İç ve dış inovasyonu açıklamak radikal yenilikler yaratır ve yeni ürünlerin seri üretimine ve satışına yol açar. Muhtemelen ürün inovasyonu, açık olarak farklı stratejiler deneyen, yeniliği eski yaklaşımlardan ve modellerinden uzaklaştıran, şirketlerin yabancı fikirlerin farkında olan ve odağı inovasyonun açık kaynaklarına yönelten yeniliğe istekli büyük örgütlerde yavaş yavaş ortaya çıkmaktadır (Inauen ve Schenker-Wicki, 2012).

Açık inovasyon modeli fikri analizi yapılmadan araştırmacıların ve sanayicilerin dikkatini çekmiştir (Trott ve Hartmann, 2009; Marques, 2014). Bu model, şirket için ve diğer şirketlerin inovasyonları için tüm fikirlerin pazarlanmasını içermekte ve herhangibir pazarda kendi kavramlarını gerçekleştirmenin yollarını aramaktır (Chesbrough, 2006; Elmquist, Fredberg ve Ollila, 2009).

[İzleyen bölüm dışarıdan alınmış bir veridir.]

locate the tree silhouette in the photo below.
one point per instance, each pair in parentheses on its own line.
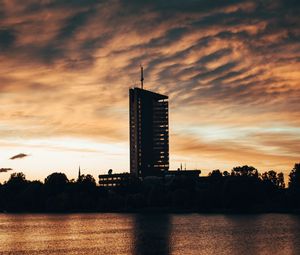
(245,171)
(294,177)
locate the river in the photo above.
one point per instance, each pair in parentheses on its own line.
(141,234)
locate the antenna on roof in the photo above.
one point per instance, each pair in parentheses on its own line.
(142,77)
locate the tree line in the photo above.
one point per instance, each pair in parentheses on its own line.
(243,189)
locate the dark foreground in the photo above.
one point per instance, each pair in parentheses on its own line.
(138,234)
(244,190)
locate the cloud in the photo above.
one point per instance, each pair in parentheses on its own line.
(66,67)
(21,155)
(4,170)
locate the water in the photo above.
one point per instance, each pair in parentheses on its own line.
(161,234)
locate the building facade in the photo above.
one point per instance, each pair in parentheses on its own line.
(149,133)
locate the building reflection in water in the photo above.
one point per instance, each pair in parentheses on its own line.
(152,234)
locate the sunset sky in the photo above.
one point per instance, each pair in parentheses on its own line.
(231,70)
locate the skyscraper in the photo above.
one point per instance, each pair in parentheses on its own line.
(149,132)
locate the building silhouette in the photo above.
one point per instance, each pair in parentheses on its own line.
(149,132)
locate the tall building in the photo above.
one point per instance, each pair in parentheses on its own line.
(149,132)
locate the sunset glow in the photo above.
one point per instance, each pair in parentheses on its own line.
(231,70)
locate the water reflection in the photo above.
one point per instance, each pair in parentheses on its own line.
(152,234)
(147,234)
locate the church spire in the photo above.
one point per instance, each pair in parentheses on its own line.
(79,174)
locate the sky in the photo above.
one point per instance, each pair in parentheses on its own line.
(231,70)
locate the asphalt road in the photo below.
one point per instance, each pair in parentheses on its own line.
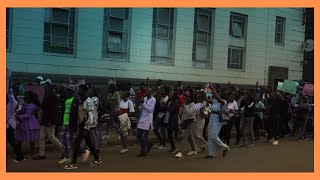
(289,156)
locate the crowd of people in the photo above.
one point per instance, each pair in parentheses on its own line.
(199,118)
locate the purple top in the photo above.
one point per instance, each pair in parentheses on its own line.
(146,118)
(11,114)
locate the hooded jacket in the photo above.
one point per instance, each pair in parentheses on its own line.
(90,107)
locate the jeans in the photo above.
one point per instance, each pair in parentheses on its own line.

Chesbrough (2003), açık inovasyon modelini “yararlı bilgilerin amaca yönelik iç/dış akışları içsel inovasyon sürecini hızlandırması ve dışsal inovasyon yoluyla pazar fırsatları açısından genişlemesini sağlaması” olarak tanımlamaktadır. Açık inovasyon, örgütlerin değer yaratmak için içsel fikirleri geliştirme ve tekniklerini ilerletme arayışında dışsal fikirlere dayanması gerektiğini varsayan model veya paradigmadır (Robertson ve Arundel, 2013; Chesbrough, 2006).

Açık inovasyon süreci, dikey entegrasyon modelinin anti-tezi olup, Ar-Ge’ye odaklanmakta ve böylece araştırılan ürünler dağıtımdan önce dahili olarak geliştirilmektedir (Trott ve Hartmann, 2009). Bu olgu, yenilik yapmak, tartışmak ve

büyük ölçekte uygulamaya koymak için yüksek teknoloji endüstrilerinde aktif olan inovasyon kulübüne mensup küçük uygulayıcılardan gelen açık inovasyona dayanmaktadır. Eskiden, bu olguyu aramak için yönetimdekilerden oluşturulan küçük bir araştırmacı grubudur (Gassmann, Enkel ve Chesbrough, 2010).

Açık inovasyon iki tür olarak sınıflandırılmıştır; “dışarıdan içeri veya teknolojinin araştırılması” ve “içeriden dışarı veya teknolojinin kullanılması”.

Dışardan içeri, örgütün dışından yeni kavramlar ve teknolojiyi araştırmaya ve benimsemeye çalışırken, içeriden dışarı ise dış yardım yoluyla pazarlanabilir inovasyonun nasıl gerçekleşebileceğiyle ilgilenir (Inauen ve Schenker-Wicki, 2012). Sorun burada bir önemsiz bir şeye odaklanmasındadır. İnovasyon yönetiminin gerçek konumunu çarpıtan ana argüman, kapalı sistemlerin yaratılmasındaki hatadır, ki bu da çürümeyi ve yıkımı kolaylaştırır, ancak bu aydınlanmış şirketlerde gerçekleşmez. Aslında gelişen şirketlere karşı saldırgan olmak çok uygunsuzdur (Chesbrough, 2003; Chesbrough, 2006).

Tamamen, iç fikirlerden faydalanırken, kendi fikirlerini dışarıdan düşünmek için dış fikirlerden yararlanabilecek örgütler, devam eden dış faaliyetlerde bu yeni açık inovasyon çağında gelişebilir (Chesbrough, 2006). Ayrıca, açık inovasyon, örgütün performansının iyileştirilmesine ve rekabet avantajı oluşturmak ve sürdürmek için yeni bilgi ve işbirlikçi ağ vizyonları sunmaya yardımcı olabilir (Inauen ve Schenker- Wicki, 2012).